2. The incongruity—between reality as it actually is and reality as it is assumed or as it ought
to be
3. Innovation based on process need—perfecting a process that already exists, replacing a link
that is weak, or supplying a link that‘s missing
4. Changes in industry structure or market structure that catch everyone unawares‖
5. Demographics—changes in a population ‘s size, age, composition, educational level,
employment status, or income
6. Changes in perception‖—when the customer goes from seeing the glass as half empty to
seeing it as half full
7. New knowledge—and not just technical or scientific breakthroughs, but the innovative use
of this knowledge to create a new product or service.
Thus, as we have said earlier, innovation means ―doing new things or the doing of things that
is already being done in a new way.‖ It includes new processes of production, introduction of
new products, and creation of new markets, discovery of a new and better form of industrial
organization. It is the process of doing new things. It is important to recognize the innovation
more focus on action not conceiving new ideas only. It is adding something new to an existing
product or process. The product or process has already been created from scratch and
has worked reasonably well. When it is changed so that it works better or fulfills a
different need, then there is innovation on what already exists. Innovation is the successful
exploitation of new ideas. All innovation begins with creative ideas. Creativity is the starting
point for innovation. Creativity is however necessary but not sufficient condition for
innovation. Innovation is the implantation of creative inspiration. When people have passed
through the Realization and Validation stages of creativity process, they may have become
inventors, but they are not yet innovators. The following figure shows the difference between
creativity and innovation.
To innovate effectively, therefore, requires insight into customers and markets, into what is
possible and what is not, and into how to make things happen. To exploit an innovation
successfully requires strength of personal character, managerial ability and often money, which
bring us back to the central role of the entrepreneur.
1.6.3 Entrepreneurship
Creativity and innovation are at the heart of the spirit of enterprise. It means striving to
perform activities differently or to perform different activities it enables the entrepreneur to
deliver a unique mix of value. Thus, the value of creativity and innovation is to provide a
gateway for smart entrepreneurship through actively searching for opportunities either to do new
things or to do existing things in extraordinary ways. Since innovation is the tool of
entrepreneurship, on the other hand it demands creativity. Entrepreneurship is beyond starting a
new business including the whole process whereby individuals become aware of the
opportunities that exist to empower themselves, develop ideas, and take personal responsibility
and initiative.
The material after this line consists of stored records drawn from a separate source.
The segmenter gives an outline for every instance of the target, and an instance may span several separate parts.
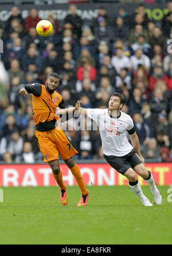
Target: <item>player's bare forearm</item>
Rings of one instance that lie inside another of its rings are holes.
[[[77,113],[79,115],[87,115],[87,108],[83,108],[82,107],[80,107],[80,108],[77,111]]]
[[[75,110],[75,107],[69,107],[68,108],[60,108],[60,107],[56,107],[55,116],[58,117],[60,115],[72,113]]]
[[[69,107],[69,108],[60,108],[60,107],[57,107],[56,109],[56,117],[58,117],[60,115],[64,114],[69,114],[75,111],[78,115],[87,115],[87,109],[81,107],[81,100],[78,100],[76,103],[75,107]]]
[[[136,150],[138,155],[139,157],[142,156],[139,140],[136,132],[135,132],[133,134],[130,135],[130,138],[133,148]]]
[[[141,154],[139,140],[136,132],[135,132],[133,134],[130,135],[130,138],[133,148],[136,150],[138,155],[142,161],[143,164],[144,165],[144,159]]]

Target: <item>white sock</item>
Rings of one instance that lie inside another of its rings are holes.
[[[144,179],[144,180],[146,182],[147,182],[147,183],[148,184],[148,185],[150,187],[150,188],[151,188],[151,190],[152,192],[153,193],[154,193],[157,191],[157,187],[155,185],[154,177],[153,177],[153,175],[152,175],[152,174],[151,173],[150,173],[150,174],[151,174],[150,178],[148,180],[145,180]]]
[[[143,203],[143,201],[145,200],[145,199],[147,199],[147,197],[146,197],[146,196],[144,196],[144,195],[143,193],[140,183],[138,182],[138,181],[138,181],[137,184],[134,185],[131,185],[131,183],[132,183],[129,182],[130,187],[131,188],[131,189],[132,190],[132,191],[134,192],[134,193],[139,197],[139,199]]]

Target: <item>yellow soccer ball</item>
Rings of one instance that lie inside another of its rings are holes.
[[[37,33],[44,37],[49,36],[53,31],[53,28],[51,22],[45,20],[40,21],[36,26]]]

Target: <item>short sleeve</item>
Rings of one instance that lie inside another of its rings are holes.
[[[127,131],[130,131],[132,128],[134,128],[133,121],[132,121],[132,119],[131,118],[131,117],[130,117],[128,118],[128,127],[127,127]]]
[[[100,116],[104,114],[104,110],[101,108],[88,108],[87,115],[97,123]]]

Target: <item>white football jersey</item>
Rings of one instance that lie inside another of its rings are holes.
[[[114,118],[108,108],[88,108],[87,115],[99,126],[104,154],[122,157],[133,149],[127,137],[127,130],[134,127],[130,115],[120,111],[120,116]]]

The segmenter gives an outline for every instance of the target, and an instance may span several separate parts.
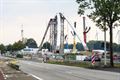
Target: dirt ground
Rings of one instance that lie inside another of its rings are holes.
[[[8,60],[0,59],[0,80],[37,80],[20,70],[15,70],[7,65]]]

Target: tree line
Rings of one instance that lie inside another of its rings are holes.
[[[104,41],[91,40],[87,43],[87,46],[88,46],[89,50],[93,50],[93,49],[104,50]],[[52,46],[50,45],[49,42],[45,42],[43,44],[42,49],[48,49],[50,51],[51,47]],[[107,42],[106,48],[107,48],[108,51],[110,50],[109,47],[110,47],[110,43]],[[67,49],[66,44],[64,44],[64,48]],[[68,48],[73,49],[73,44],[68,44]],[[83,47],[82,43],[77,42],[76,48],[77,48],[78,51],[84,51],[84,47]],[[113,51],[114,52],[120,52],[120,44],[113,43]]]

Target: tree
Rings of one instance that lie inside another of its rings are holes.
[[[3,44],[0,44],[0,51],[2,54],[6,51],[6,48]]]
[[[37,43],[33,38],[30,38],[27,40],[26,46],[28,46],[29,48],[37,48]]]
[[[114,23],[120,23],[120,0],[76,0],[79,4],[78,14],[82,15],[87,9],[92,12],[88,16],[96,22],[97,26],[110,30],[110,65],[113,67],[113,27]]]
[[[21,49],[25,48],[25,45],[22,41],[15,42],[12,46],[12,51],[19,51]]]

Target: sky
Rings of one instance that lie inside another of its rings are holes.
[[[83,16],[80,17],[77,11],[78,4],[75,0],[0,0],[0,44],[8,45],[21,40],[23,28],[24,37],[33,38],[40,45],[49,19],[58,15],[59,12],[63,13],[71,24],[74,21],[77,22],[77,34],[83,40]],[[68,26],[68,24],[65,25],[65,30],[69,29]],[[104,40],[104,33],[88,17],[86,17],[86,26],[91,27],[87,34],[87,41],[97,40],[96,34],[98,34],[98,40]],[[70,35],[68,40],[72,43],[73,37],[70,31],[71,29],[68,31]],[[118,28],[113,31],[113,41],[117,43]],[[78,39],[76,41],[79,42]],[[107,41],[109,41],[109,31],[107,31]]]

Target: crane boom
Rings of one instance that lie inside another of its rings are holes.
[[[44,39],[45,39],[45,37],[46,37],[46,34],[47,34],[47,32],[48,32],[48,29],[49,29],[49,27],[50,27],[50,25],[51,25],[51,21],[52,21],[52,19],[50,19],[50,21],[49,21],[49,23],[48,23],[48,26],[47,26],[47,28],[46,28],[45,34],[44,34],[44,36],[43,36],[43,38],[42,38],[42,41],[41,41],[41,44],[40,44],[40,46],[39,46],[39,50],[42,49],[43,41],[44,41]]]

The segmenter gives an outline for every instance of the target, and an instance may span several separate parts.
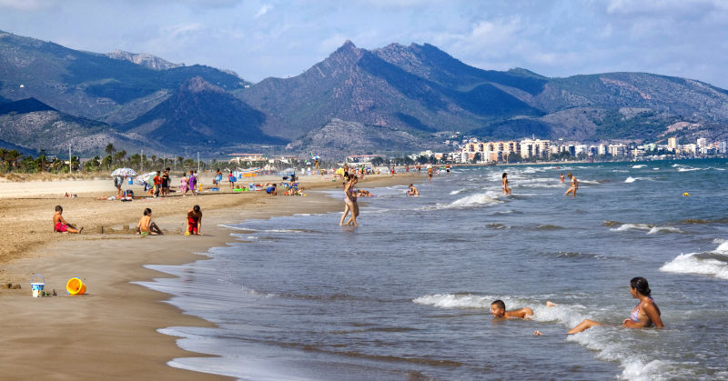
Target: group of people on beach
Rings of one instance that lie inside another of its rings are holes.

This instills the enterprise culture into the individuals incorporating
resourcefulness, initiative, drive, imagination, enthusiasm, zest, dash, ambition, energy, vitality,
boldness, daring, audacity, courage, get up and go. Entrepreneurship, therefore, encompasses
all the productive functions that are not rewarded immediately by regular wages, interest and
rent and non-routine human labor. It is actually, the functions of seeking investment, production
opportunity, organizing an enterprise to undertake new production process, raising capital,
hiring labor, allocating resources, and creating new enterprises. Sometimes enterprises that are
creative and ready to launch their news products, tempted in getting fund needed for their
creativity.
Now a days, creativity and innovation are a strategic priority in many organizations. In this
competitive environment it requires them to be distinct and meet customer needs with better or
never products. The organization that is not creative and innovative cannot survive in the market
place. Thus, entrepreneurs and enterprises are continuously creative and innovative to remain
relevant to the customers, which is the purpose of every business. Generally, entrepreneurship is
the vehicle that drives and driven by creativity and innovation. Innovation creates new demand
and entrepreneurship brings the innovation to the market.